La région du Bengale, en Inde, a subi une famine dévastatrice entre 1940 et 1943, sous les yeux des Britanniques qui n’ont rien fait pour la soulager. Nehru, plusieurs fois emprisonné (entre 1920 et 1945, il passe jusqu’à dix années en prison), a néanmoins soutenu l’effort de guerre allié durant la Seconde Guerre mondiale, en échange de la promesse de l’indépendance de l’Inde à la fin du conflit. Chef du gouvernement intérimaire chargé de préparer l’indépendance en 1946, tout comme Gandhi, il ne peut empêcher le conflit avec le futur Pakistan en 1947.
Gandhi, après sa populaire « marche du sel » en 1930, appelle à l’été 194 à une grève générale des Indiens pour forcer les Britanniques à quitter l’Inde. Lui et le comité dirigeant du Congrès sont arrêtés à Bombay le 9 août 1942. Des indépendantistes, membres et non-membres du Congrès, entament une vague de violence contre les Britanniques, détruisant des bâtiments gouvernementaux. La police britannique réagit en tuant et blessant 2 500 indépendantistes ; elle procède à plus de 66 000 arrestations, dont Gandhi, qui est relâché le 6 mai 1944 pour raison de santé.
Le mouvement « Quit India » est parvenu à unir les Indiens contre les Britanniques. En 1945, ceux-ci sont contraints d’annoncer que le pouvoir sera transféré aux Indiens. Gandhi demande à la direction du Congrès de cesser la lutte et près de 100 000 prisonniers politiques sont relâchés. Mais le Royaume-Uni n’est pas prêt à renoncer à toutes ses colonies en Asie. En 1945, Churchill, fervent partisan de la colonisation, fait réprimer dans le sang la rébellion des communistes de Malaisie.
Madagascar, une île se soulève
L’insurrection malgache de 1947-1948 est un point chaud des luttes indépendantistes qui vont éclore dans la foulée du 8 mai 1945. Les Malgaches se soulèvent contre le rétablissement du travail forcé, leur salaire de misère et la réquisition des récoltes de riz. Une centaine de colons français trouvent la mort. En réponse, un impitoyable massacre est perpétré par l’armée française.

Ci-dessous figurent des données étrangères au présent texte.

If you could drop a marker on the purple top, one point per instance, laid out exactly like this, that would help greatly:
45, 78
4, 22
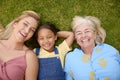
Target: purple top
13, 69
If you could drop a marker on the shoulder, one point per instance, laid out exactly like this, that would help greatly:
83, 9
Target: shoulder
73, 53
107, 47
30, 55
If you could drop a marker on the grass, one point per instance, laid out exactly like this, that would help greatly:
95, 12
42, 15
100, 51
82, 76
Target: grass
61, 13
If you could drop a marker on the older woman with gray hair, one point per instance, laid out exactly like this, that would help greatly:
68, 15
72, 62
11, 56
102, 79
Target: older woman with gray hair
93, 59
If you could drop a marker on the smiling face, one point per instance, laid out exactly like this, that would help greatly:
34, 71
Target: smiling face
85, 36
24, 29
46, 39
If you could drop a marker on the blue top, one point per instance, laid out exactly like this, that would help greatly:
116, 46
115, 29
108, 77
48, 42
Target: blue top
104, 64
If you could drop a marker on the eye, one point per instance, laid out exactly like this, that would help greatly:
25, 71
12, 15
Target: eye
40, 38
25, 24
49, 37
32, 29
78, 33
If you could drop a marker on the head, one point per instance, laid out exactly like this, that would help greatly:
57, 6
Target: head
88, 31
46, 36
26, 19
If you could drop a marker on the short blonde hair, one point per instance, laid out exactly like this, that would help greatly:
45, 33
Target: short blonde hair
9, 28
94, 23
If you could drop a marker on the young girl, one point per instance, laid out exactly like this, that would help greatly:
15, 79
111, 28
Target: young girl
51, 57
15, 57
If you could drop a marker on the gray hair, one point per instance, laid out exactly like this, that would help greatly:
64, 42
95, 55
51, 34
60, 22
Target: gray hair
94, 23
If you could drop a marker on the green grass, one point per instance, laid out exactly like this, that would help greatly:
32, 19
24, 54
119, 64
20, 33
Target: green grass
61, 13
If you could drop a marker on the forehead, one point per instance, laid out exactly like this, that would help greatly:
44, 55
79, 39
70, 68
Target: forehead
83, 27
45, 31
29, 20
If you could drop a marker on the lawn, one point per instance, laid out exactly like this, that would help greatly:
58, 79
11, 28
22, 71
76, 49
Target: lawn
61, 12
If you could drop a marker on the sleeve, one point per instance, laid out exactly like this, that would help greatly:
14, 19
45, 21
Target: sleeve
63, 50
67, 70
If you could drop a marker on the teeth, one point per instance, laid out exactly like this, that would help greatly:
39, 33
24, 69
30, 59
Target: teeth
86, 40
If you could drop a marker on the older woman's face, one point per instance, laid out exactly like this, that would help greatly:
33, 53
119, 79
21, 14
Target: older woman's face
25, 28
85, 36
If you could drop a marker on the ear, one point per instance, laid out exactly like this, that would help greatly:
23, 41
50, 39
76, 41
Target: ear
14, 24
56, 37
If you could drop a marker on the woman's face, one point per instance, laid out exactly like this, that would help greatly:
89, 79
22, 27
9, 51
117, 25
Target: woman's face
25, 28
46, 39
85, 36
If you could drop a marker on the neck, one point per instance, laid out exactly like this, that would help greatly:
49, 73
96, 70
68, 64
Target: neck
88, 51
11, 44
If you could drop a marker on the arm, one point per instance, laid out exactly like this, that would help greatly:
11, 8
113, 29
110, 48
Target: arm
32, 66
67, 35
67, 70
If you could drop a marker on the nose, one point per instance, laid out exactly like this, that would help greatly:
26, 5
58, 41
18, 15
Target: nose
83, 34
27, 29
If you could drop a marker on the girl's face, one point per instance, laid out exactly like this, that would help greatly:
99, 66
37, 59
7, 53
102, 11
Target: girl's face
24, 29
85, 36
46, 39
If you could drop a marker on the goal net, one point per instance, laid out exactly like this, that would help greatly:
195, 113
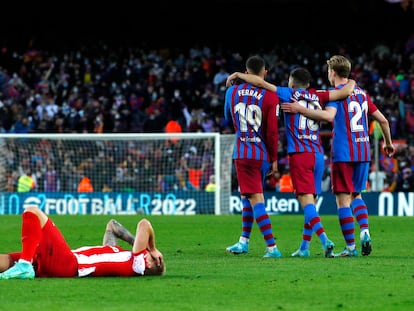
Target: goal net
180, 174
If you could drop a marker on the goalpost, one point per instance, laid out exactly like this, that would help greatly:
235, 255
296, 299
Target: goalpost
130, 173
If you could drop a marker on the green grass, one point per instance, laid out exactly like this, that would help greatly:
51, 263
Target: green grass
202, 276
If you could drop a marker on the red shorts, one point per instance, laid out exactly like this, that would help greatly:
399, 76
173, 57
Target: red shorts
250, 175
53, 256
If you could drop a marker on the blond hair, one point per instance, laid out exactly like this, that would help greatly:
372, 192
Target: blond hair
340, 64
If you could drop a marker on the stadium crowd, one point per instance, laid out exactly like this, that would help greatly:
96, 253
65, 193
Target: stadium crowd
105, 89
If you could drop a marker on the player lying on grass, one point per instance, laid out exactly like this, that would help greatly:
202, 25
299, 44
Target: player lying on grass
45, 252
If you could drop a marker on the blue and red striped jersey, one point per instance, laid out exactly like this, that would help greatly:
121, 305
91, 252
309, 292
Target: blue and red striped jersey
302, 133
254, 114
350, 132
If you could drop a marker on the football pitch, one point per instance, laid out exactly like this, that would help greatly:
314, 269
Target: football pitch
202, 276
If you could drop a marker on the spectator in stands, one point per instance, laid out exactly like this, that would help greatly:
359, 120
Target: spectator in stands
85, 184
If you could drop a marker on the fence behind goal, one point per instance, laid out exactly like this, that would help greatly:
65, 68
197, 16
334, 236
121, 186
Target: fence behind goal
129, 173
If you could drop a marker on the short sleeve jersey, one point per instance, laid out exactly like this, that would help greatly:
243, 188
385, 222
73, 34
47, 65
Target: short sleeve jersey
109, 261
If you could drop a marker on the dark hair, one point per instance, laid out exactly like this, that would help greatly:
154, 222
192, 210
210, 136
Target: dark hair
255, 64
301, 76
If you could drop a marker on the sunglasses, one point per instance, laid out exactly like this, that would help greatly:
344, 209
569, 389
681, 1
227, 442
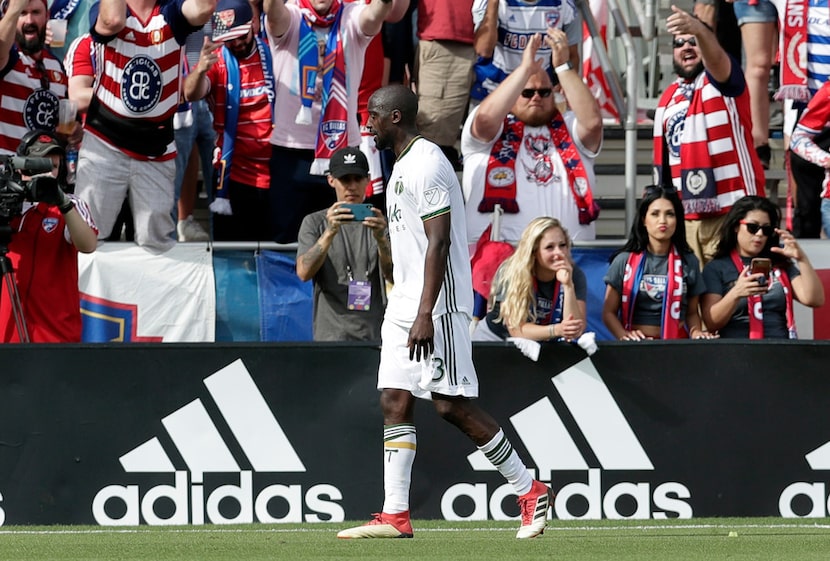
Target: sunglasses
753, 228
659, 189
528, 93
678, 43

On dénombre plusieurs milliers de tués, sans compter les Malgaches morts de faim à la suite des mauvais traitements et des déplacements forcés de population. Le nombre des victimes malgaches est estimé de 11 000 à 100 000 morts. Ici encore, la répression entraînera la chute du système colonial et la marche des peuples pour leur libération et indépendance.